When training a model with Pecan, it will learn from historical data – like customer demographics, transactions and a multitude of other features – in order to make predictions based on new data. However, any data that contributes to the model must be registered before the moment of the prediction.
Data leakage happens when the model is exposed to data that occurred after the prediction. This “future information” allows the model to learn or know something that it shouldn’t, and thus "cheat" by seeing the future before making a prediction. Worst case, the data being used to train the model may contain the very information you are trying to predict (e.g. whether a customer will churn), which would totally invalidate the results of the model being trained.
To put it more succinctly: data leakage occurs when information that doesn’t belong in your training dataset is leaked to the model, thus contaminating it by letting it peek into the future.

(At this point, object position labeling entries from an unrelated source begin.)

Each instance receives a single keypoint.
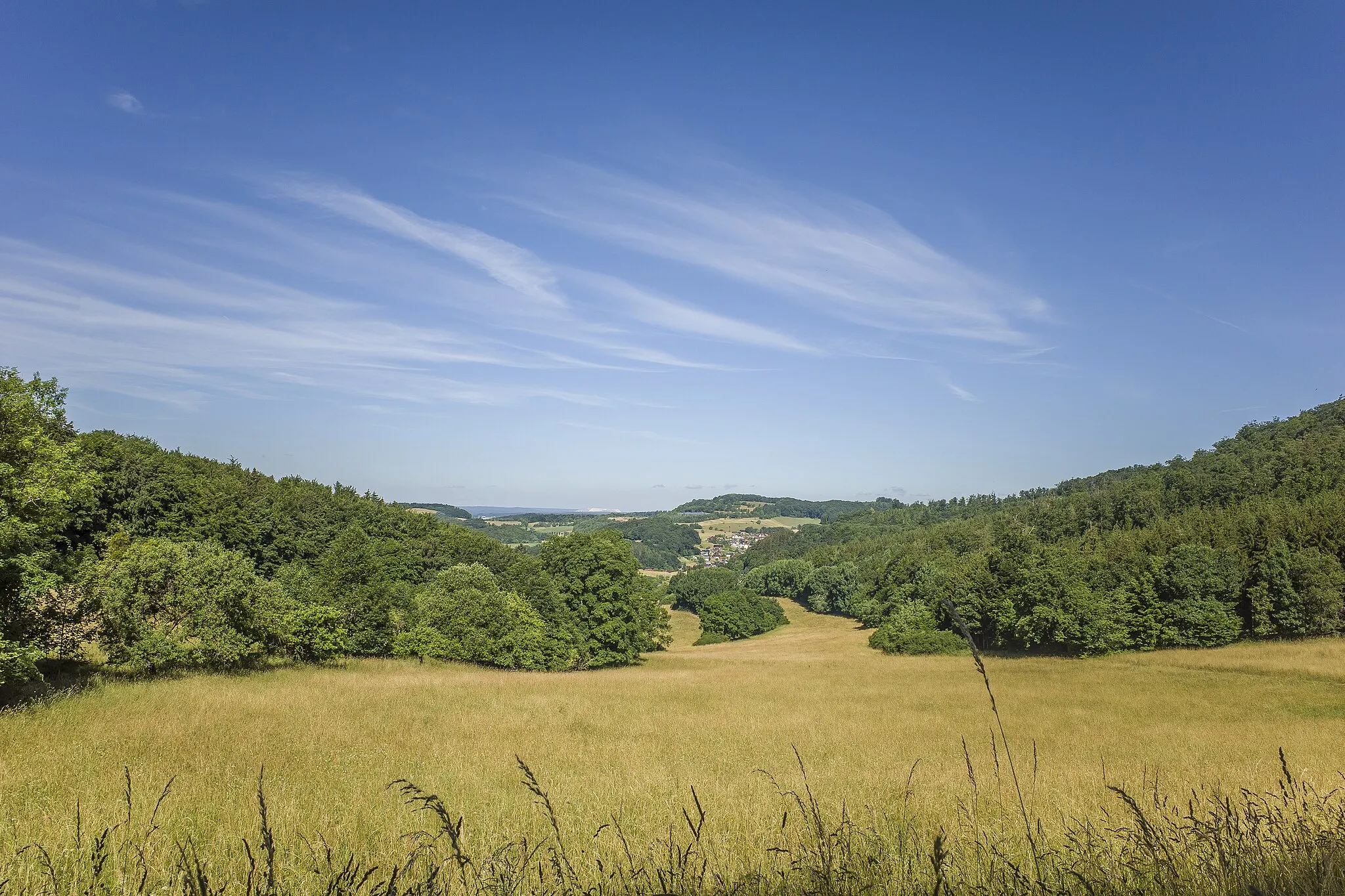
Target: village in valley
(722, 548)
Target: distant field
(738, 524)
(631, 742)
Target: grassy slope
(632, 740)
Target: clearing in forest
(631, 742)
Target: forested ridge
(1245, 540)
(118, 553)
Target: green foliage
(444, 511)
(464, 616)
(1243, 540)
(829, 589)
(167, 605)
(613, 609)
(315, 633)
(692, 587)
(739, 614)
(174, 562)
(780, 580)
(914, 628)
(46, 492)
(18, 662)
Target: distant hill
(444, 511)
(768, 507)
(495, 511)
(1242, 540)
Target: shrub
(829, 589)
(689, 589)
(18, 664)
(315, 633)
(464, 616)
(1200, 589)
(912, 628)
(939, 641)
(613, 609)
(164, 605)
(740, 614)
(780, 580)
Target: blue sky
(625, 255)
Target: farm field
(630, 743)
(724, 526)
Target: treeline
(114, 550)
(731, 608)
(445, 511)
(1241, 542)
(767, 507)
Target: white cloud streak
(369, 299)
(502, 261)
(125, 102)
(682, 317)
(834, 255)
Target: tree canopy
(167, 562)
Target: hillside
(1243, 540)
(123, 557)
(762, 505)
(443, 511)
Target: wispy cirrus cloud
(505, 263)
(322, 286)
(673, 314)
(835, 255)
(127, 102)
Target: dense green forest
(730, 608)
(767, 507)
(115, 551)
(1241, 542)
(445, 511)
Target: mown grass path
(631, 742)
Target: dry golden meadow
(876, 733)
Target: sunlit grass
(630, 743)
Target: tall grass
(397, 778)
(1290, 842)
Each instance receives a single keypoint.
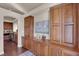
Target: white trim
(1, 52)
(19, 46)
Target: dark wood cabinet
(64, 30)
(63, 24)
(28, 31)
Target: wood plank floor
(10, 49)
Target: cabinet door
(68, 24)
(66, 52)
(28, 31)
(56, 34)
(43, 49)
(54, 50)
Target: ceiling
(20, 8)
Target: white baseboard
(1, 52)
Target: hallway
(10, 49)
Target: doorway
(10, 35)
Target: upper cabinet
(63, 24)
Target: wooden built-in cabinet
(64, 32)
(63, 24)
(28, 31)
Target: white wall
(19, 17)
(41, 16)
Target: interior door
(28, 31)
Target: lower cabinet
(55, 50)
(39, 48)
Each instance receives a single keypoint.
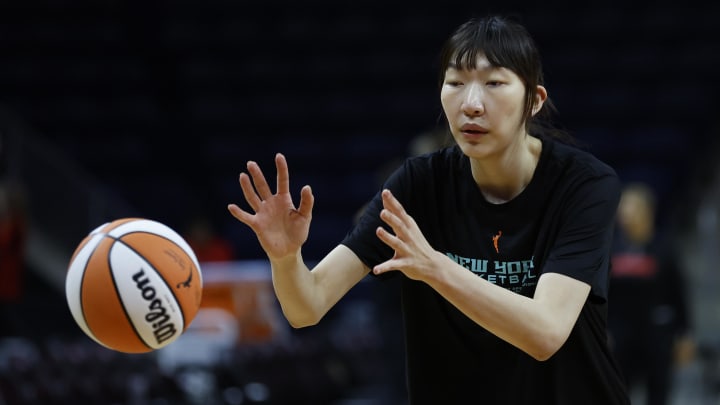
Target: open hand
(280, 227)
(413, 254)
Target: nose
(472, 104)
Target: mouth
(473, 130)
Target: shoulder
(569, 157)
(441, 162)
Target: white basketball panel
(150, 305)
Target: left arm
(538, 326)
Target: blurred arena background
(116, 108)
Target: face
(484, 107)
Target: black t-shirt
(562, 222)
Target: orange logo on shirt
(496, 239)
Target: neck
(504, 177)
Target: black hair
(505, 43)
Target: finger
(389, 239)
(283, 174)
(391, 203)
(307, 200)
(390, 265)
(249, 192)
(263, 189)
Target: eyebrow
(488, 67)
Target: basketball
(133, 285)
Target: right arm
(281, 228)
(306, 296)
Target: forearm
(306, 296)
(537, 325)
(295, 289)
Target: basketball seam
(162, 278)
(117, 290)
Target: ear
(540, 97)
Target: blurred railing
(63, 202)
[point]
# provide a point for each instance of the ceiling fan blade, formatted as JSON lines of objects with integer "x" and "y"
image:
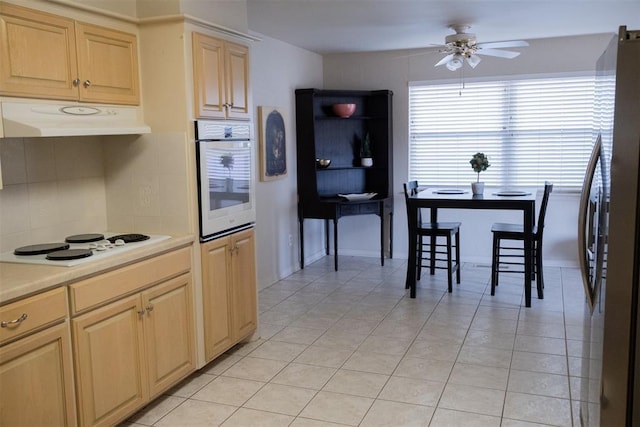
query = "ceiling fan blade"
{"x": 499, "y": 53}
{"x": 500, "y": 45}
{"x": 444, "y": 60}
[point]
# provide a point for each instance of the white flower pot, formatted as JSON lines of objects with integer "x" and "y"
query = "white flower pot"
{"x": 477, "y": 188}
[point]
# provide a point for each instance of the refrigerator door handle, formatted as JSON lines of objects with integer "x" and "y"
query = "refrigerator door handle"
{"x": 583, "y": 214}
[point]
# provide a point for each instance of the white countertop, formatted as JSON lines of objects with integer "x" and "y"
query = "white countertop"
{"x": 20, "y": 280}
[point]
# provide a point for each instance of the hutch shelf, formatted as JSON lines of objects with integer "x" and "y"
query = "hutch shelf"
{"x": 323, "y": 135}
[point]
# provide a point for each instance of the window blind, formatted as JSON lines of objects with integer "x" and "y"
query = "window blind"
{"x": 532, "y": 131}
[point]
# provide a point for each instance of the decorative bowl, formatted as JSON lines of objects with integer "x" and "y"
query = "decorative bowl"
{"x": 344, "y": 110}
{"x": 323, "y": 163}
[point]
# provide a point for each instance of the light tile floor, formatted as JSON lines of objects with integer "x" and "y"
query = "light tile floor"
{"x": 351, "y": 348}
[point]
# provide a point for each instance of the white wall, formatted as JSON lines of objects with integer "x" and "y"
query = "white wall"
{"x": 277, "y": 69}
{"x": 394, "y": 70}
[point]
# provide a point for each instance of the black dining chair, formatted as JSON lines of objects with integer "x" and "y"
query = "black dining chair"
{"x": 505, "y": 257}
{"x": 432, "y": 253}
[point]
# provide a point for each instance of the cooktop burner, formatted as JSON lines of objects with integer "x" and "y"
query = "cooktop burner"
{"x": 80, "y": 248}
{"x": 85, "y": 238}
{"x": 40, "y": 249}
{"x": 69, "y": 254}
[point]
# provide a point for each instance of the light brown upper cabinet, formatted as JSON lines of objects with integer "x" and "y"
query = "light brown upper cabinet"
{"x": 221, "y": 78}
{"x": 51, "y": 57}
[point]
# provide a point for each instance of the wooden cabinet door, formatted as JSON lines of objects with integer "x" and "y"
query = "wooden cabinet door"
{"x": 107, "y": 65}
{"x": 208, "y": 77}
{"x": 37, "y": 54}
{"x": 36, "y": 380}
{"x": 111, "y": 380}
{"x": 244, "y": 291}
{"x": 169, "y": 335}
{"x": 216, "y": 283}
{"x": 237, "y": 74}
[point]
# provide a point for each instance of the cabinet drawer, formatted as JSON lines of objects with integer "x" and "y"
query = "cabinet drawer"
{"x": 36, "y": 311}
{"x": 106, "y": 287}
{"x": 359, "y": 208}
{"x": 349, "y": 209}
{"x": 373, "y": 207}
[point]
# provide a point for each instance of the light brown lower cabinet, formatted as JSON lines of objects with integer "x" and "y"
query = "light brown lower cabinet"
{"x": 36, "y": 380}
{"x": 229, "y": 291}
{"x": 131, "y": 350}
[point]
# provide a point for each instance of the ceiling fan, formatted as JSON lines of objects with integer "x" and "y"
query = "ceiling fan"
{"x": 462, "y": 46}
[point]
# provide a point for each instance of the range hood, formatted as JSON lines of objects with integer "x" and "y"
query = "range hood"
{"x": 39, "y": 119}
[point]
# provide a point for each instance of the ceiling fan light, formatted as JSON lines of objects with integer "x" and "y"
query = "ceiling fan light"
{"x": 473, "y": 60}
{"x": 454, "y": 63}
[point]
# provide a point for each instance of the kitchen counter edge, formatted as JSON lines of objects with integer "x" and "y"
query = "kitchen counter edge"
{"x": 21, "y": 280}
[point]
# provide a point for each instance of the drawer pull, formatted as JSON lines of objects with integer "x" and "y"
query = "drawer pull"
{"x": 13, "y": 322}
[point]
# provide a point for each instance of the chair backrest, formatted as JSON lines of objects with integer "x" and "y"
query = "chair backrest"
{"x": 548, "y": 187}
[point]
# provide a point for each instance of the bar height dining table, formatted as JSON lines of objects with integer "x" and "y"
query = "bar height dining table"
{"x": 434, "y": 199}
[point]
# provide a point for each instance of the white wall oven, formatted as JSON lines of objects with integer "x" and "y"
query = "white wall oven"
{"x": 226, "y": 163}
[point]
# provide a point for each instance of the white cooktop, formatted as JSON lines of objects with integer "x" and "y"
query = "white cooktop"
{"x": 109, "y": 250}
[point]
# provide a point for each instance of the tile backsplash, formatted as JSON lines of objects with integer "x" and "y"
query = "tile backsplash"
{"x": 56, "y": 187}
{"x": 53, "y": 187}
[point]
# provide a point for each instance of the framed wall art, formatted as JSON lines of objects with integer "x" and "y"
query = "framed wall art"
{"x": 273, "y": 143}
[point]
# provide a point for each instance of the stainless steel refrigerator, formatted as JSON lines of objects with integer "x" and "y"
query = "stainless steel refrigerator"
{"x": 609, "y": 241}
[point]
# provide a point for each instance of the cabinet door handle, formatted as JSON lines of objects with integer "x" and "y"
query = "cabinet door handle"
{"x": 14, "y": 322}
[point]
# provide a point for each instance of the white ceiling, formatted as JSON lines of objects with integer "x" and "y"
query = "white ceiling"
{"x": 336, "y": 26}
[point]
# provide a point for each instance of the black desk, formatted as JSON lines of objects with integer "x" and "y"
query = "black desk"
{"x": 433, "y": 201}
{"x": 333, "y": 208}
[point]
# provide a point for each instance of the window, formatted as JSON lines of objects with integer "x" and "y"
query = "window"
{"x": 532, "y": 130}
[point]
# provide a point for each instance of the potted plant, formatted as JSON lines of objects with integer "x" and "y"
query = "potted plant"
{"x": 479, "y": 163}
{"x": 366, "y": 158}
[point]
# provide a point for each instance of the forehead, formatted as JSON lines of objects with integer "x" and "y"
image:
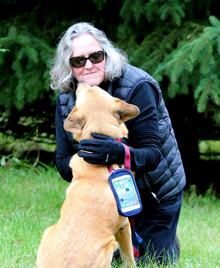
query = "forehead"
{"x": 85, "y": 45}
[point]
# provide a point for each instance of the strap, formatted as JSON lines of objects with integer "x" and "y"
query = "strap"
{"x": 127, "y": 157}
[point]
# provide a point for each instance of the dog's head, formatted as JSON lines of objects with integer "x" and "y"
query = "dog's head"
{"x": 96, "y": 111}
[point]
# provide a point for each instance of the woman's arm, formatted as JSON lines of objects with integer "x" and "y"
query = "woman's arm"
{"x": 144, "y": 139}
{"x": 64, "y": 147}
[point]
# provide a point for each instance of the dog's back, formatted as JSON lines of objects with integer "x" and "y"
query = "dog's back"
{"x": 90, "y": 227}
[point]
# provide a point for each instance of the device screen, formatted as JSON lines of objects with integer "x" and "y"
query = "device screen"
{"x": 126, "y": 191}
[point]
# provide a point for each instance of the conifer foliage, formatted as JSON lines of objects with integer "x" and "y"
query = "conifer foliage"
{"x": 197, "y": 62}
{"x": 24, "y": 75}
{"x": 175, "y": 41}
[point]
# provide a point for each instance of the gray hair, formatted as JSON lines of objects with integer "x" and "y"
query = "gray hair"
{"x": 61, "y": 71}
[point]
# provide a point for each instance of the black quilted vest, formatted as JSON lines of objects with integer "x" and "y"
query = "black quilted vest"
{"x": 169, "y": 177}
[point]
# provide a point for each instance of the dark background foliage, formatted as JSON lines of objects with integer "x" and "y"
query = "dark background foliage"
{"x": 177, "y": 42}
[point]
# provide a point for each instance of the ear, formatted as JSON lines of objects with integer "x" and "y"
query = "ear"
{"x": 74, "y": 122}
{"x": 124, "y": 111}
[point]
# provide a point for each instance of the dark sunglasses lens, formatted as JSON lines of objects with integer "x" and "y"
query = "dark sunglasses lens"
{"x": 78, "y": 62}
{"x": 96, "y": 57}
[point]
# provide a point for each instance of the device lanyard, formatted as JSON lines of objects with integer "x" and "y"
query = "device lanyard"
{"x": 135, "y": 236}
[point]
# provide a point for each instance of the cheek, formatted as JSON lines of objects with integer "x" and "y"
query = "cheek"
{"x": 76, "y": 72}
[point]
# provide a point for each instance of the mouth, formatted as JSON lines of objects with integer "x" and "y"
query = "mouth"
{"x": 91, "y": 73}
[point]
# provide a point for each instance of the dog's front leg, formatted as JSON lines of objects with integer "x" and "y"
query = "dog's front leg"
{"x": 123, "y": 236}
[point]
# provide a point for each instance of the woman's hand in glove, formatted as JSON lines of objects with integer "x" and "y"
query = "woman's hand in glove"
{"x": 101, "y": 150}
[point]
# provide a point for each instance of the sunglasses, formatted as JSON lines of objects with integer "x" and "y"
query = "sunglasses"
{"x": 96, "y": 57}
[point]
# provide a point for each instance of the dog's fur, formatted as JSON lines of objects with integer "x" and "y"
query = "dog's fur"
{"x": 90, "y": 229}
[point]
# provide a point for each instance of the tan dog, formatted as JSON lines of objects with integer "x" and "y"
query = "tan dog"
{"x": 90, "y": 229}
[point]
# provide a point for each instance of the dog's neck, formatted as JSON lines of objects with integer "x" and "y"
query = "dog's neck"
{"x": 115, "y": 133}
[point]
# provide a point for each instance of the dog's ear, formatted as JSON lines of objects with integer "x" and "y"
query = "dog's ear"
{"x": 74, "y": 122}
{"x": 125, "y": 111}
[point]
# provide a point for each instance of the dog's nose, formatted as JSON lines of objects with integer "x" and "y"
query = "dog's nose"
{"x": 82, "y": 85}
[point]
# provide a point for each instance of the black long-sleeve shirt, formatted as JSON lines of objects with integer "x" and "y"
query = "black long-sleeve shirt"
{"x": 143, "y": 139}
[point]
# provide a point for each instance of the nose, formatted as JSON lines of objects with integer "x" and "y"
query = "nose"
{"x": 88, "y": 64}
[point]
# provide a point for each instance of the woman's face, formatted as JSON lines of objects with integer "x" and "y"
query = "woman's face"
{"x": 92, "y": 73}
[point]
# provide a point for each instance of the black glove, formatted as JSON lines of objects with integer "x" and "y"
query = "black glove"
{"x": 101, "y": 150}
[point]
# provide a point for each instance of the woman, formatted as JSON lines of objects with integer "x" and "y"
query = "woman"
{"x": 85, "y": 54}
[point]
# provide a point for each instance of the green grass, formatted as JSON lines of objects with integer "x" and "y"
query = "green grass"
{"x": 30, "y": 201}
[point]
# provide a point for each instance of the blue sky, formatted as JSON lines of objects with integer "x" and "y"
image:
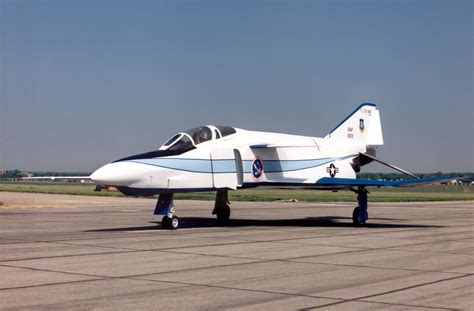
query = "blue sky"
{"x": 86, "y": 82}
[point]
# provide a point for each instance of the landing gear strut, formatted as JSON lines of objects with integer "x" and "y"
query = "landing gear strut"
{"x": 165, "y": 206}
{"x": 221, "y": 206}
{"x": 360, "y": 214}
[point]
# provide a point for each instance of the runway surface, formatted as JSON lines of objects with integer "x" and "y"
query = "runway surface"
{"x": 72, "y": 252}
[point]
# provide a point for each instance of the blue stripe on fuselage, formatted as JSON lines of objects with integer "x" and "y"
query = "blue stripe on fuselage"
{"x": 220, "y": 166}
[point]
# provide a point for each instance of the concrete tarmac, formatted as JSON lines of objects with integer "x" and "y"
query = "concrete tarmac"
{"x": 71, "y": 252}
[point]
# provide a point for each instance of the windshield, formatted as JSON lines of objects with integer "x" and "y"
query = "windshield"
{"x": 188, "y": 139}
{"x": 200, "y": 134}
{"x": 182, "y": 144}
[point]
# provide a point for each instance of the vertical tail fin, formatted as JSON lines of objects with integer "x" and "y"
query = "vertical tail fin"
{"x": 362, "y": 125}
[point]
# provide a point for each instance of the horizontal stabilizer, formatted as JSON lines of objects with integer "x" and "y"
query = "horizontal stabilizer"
{"x": 362, "y": 155}
{"x": 349, "y": 182}
{"x": 262, "y": 146}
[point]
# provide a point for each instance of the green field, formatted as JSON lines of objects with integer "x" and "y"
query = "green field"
{"x": 422, "y": 193}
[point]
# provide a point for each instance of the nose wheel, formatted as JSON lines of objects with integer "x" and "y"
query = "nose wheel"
{"x": 221, "y": 207}
{"x": 171, "y": 223}
{"x": 164, "y": 206}
{"x": 360, "y": 214}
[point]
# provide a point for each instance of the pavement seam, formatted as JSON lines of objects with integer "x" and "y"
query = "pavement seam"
{"x": 364, "y": 298}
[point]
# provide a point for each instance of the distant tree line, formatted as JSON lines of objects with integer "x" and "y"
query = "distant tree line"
{"x": 468, "y": 177}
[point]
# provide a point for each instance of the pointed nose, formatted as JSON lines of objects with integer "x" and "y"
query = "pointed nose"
{"x": 118, "y": 174}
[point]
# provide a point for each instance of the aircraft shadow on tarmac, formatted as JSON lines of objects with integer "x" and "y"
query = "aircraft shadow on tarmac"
{"x": 328, "y": 221}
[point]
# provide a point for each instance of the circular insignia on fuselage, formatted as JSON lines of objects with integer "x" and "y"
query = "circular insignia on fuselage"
{"x": 257, "y": 168}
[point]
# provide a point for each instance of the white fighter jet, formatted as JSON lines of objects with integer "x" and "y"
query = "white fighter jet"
{"x": 222, "y": 158}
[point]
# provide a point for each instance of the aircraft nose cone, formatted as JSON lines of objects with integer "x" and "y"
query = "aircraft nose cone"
{"x": 116, "y": 174}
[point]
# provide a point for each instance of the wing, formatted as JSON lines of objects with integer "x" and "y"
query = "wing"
{"x": 348, "y": 182}
{"x": 57, "y": 178}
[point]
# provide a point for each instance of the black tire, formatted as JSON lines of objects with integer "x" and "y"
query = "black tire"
{"x": 170, "y": 223}
{"x": 174, "y": 223}
{"x": 166, "y": 222}
{"x": 223, "y": 215}
{"x": 355, "y": 218}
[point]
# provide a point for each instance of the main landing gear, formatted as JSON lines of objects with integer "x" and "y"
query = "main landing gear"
{"x": 170, "y": 221}
{"x": 221, "y": 206}
{"x": 360, "y": 214}
{"x": 165, "y": 206}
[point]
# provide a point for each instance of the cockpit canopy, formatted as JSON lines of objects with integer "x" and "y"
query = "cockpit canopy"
{"x": 195, "y": 136}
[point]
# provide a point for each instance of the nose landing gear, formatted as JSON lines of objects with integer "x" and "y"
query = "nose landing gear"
{"x": 165, "y": 206}
{"x": 221, "y": 206}
{"x": 360, "y": 214}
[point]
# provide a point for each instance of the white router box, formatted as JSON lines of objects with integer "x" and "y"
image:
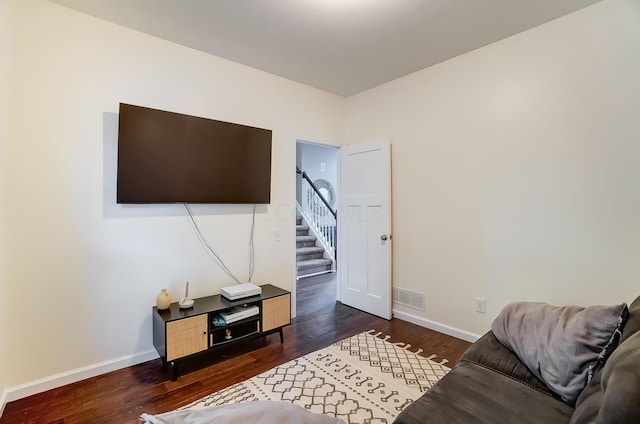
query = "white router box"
{"x": 240, "y": 291}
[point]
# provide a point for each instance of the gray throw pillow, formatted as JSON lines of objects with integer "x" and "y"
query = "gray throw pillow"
{"x": 560, "y": 345}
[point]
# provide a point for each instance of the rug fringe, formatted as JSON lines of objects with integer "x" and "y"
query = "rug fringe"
{"x": 406, "y": 346}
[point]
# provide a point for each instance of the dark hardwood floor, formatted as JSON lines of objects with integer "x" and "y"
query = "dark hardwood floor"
{"x": 121, "y": 396}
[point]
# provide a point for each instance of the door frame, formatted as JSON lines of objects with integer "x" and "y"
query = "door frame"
{"x": 294, "y": 289}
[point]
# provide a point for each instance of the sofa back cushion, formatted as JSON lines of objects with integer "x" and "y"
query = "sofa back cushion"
{"x": 632, "y": 325}
{"x": 562, "y": 346}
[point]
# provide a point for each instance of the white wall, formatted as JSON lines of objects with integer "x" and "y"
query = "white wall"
{"x": 5, "y": 23}
{"x": 83, "y": 271}
{"x": 516, "y": 169}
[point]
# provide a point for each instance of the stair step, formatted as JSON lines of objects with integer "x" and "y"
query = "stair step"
{"x": 314, "y": 263}
{"x": 309, "y": 250}
{"x": 305, "y": 239}
{"x": 302, "y": 230}
{"x": 314, "y": 266}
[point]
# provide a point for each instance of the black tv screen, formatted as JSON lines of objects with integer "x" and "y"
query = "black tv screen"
{"x": 167, "y": 157}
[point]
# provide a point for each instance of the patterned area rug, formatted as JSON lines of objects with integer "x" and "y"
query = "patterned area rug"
{"x": 362, "y": 379}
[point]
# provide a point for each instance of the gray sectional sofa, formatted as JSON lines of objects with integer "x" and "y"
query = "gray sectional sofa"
{"x": 560, "y": 365}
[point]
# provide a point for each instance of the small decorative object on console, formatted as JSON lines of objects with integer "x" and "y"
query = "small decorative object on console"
{"x": 185, "y": 302}
{"x": 163, "y": 300}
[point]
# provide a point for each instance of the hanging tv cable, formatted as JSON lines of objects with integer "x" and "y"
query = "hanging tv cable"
{"x": 212, "y": 253}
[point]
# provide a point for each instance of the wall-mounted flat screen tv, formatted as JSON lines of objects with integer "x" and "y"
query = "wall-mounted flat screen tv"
{"x": 167, "y": 157}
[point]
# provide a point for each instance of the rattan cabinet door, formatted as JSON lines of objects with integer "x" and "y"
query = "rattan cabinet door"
{"x": 276, "y": 312}
{"x": 186, "y": 336}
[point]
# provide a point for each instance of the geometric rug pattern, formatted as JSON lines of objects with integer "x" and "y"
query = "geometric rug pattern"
{"x": 361, "y": 379}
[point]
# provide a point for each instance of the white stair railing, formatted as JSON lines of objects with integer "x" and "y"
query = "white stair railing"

As illustrated below, when a model is being trained, data that provides the basis for predictions may only be included if it occurs prior to the moment of the prediction:
An example of data leakage
Say you’re building a model to predict churn, and that your company updates a “last_quit_date” column whenever a customer churns. Using this column as a feature will likely cause data leakage because the model would be able to "check" this column and see if a customers will churn in the future – before issuing its predictions.
How to prevent data leakage
To avoid data leakage, do not use “with” information in your training data if it happened after the moment of the prediction. As a rule of thumb, don’t import columns which contain data that’s likely to be entered or overwritten after the marker date (in the Entity table) or is typically updated over time.
In the left-side example, we see that a column is being used incorrectly since its data was updated after the moment of prediction.
In the right-side example, we see that it’s safe to use columns that contain data from prior to the prediction.
What if you want to use data that changes over time?
Data typically does contain a variety of fields that change over time – think age, last purchased product, or customer status. This data is often found in customer tables that have one row per customer, which are thus especially likely to cause data leakage.
The important things is to ensure you’re always using data that's true at the moment of prediction – not that becomes true after it. Here are a couple examples to think about as you consider how to incorporate these types of data into your model-training dataset.
If you want to include customer age, the table containing this data may have been updated more recently than the marker date in your Entity table. So instead of using the current “age” property, you would use a field that calculates the time difference between their date of birth and the date/time of prediction. This way, as a property in your model, customer age will have a consistent reference point and always be true for the moment of prediction.
If you want to use a property like “last purchased product” or “customer status”, you’ll want to pull these values from a dedicate table that includes, in this case, the date of purchase or date of status change. That way, when feeding training data into your model, you’ll be able to easily filter out data that occurs beyond the marker date.
How to identify sources of data leakage
If future information is being introduced into your dataset, it’s very likely to influence your predictions. Here’s how to identify a couple common sources of data leakage::
Carefully review your SQL queries in Pecan Query Language Studio. Look for any ON or filtering conditions that might include data from after the marker date. For more details about customizing your input tables with SQL queries, see Customizing tables with SQL.
Carefully check all of your tables that have been imported as a snapshot. These tables' values are updated in entirety and continually – and thus risk exposing your model to data that was registered after the marker date. As a rule of thumb, if you're unsure whether a column might cause leakage, don’t include it. Ideally, you will have “data dictionary” that defines what each column in your raw data means. Suspicious names may indicate a potential source of data leakage. For example, if you are predicting churn, you would not want to use columns named “has_churned”, “called_to_churn” or “quit_reason” in your model.